The Valley of the Shadow

 Published in the Mountain Gazette, March 2006

            It was just an afternoon ski, up the Slate River valley, but like a lot of things these days, it made me think about dying.

            A narrow valley, and the mountains to either side go up so steeply to the sky that the low winter sun doesn’t linger long in the afternoon. I’d thought I might ski up to the old Pittsburg townsite, not because there would be anything going on up there but just because it’s a kind of a marker, a former outpost of mostly human culture in otherwise mostly omniscient nature; it’s a good place to go to and turn around if you’re just out for exercise, or for the beauty of the day. It’s also where the road doubles back on itself and starts to seriously climb out of the valley toward Paradise Divide; you don’t just start up that part of the road in the late afternoon in December unless you’re seriously prepared for something more than a little leisurely mucking about on skis.

            But I was still a couple miles down from the old townsite when I realized the night was coming down the valley faster than I was going up it.

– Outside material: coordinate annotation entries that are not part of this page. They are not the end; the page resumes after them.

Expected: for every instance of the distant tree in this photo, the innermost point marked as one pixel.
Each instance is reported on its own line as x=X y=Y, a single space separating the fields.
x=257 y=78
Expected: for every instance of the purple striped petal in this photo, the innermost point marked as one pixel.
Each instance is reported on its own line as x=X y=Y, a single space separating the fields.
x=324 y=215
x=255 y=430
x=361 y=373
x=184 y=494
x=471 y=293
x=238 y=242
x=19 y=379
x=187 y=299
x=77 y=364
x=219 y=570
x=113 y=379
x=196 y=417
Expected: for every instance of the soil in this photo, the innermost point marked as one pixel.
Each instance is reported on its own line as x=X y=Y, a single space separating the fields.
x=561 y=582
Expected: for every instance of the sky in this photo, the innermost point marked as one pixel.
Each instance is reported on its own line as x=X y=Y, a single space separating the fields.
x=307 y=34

There it was, just ahead: not exactly a hard line, but a very distinct transition. I was gliding down a slight slope in the bright (if deeply slanted) sun, and ahead was a deep blue twilight. Far up the valley—really far—the sun still lit the tops of the distant peaks, but filtered as it was by the deep twilight below, it was not a warm light. Beautiful, all of it, achingly beautiful, but cold, cold.

            So I glided to a stop that afternoon, in the penumbra of the coming night—went into the deep orange-violet light where the sun was visibly dropping down behind the high southern ridge. And was immediately chilled—got out the windbreaker, got my gloves out of my pocket. The sun was still on the steep north slope just above me, but I could see its not-so-slow withdrawal up the slope. And I thought, that day: a good place to turn around—go with the shadow back down the valley.

            And it all of course made me think about dying.

                                                                                    *

            While I don’t consider myself to be an especially morbid person, I’ve been thinking about dying often, these days. I’ll hasten to add that this is still a largely abstract preoccupation with me. I have friends for whom it is less abstract, friends who are going to die within the next year or two or five, and who know it and know why. Some of them younger than I.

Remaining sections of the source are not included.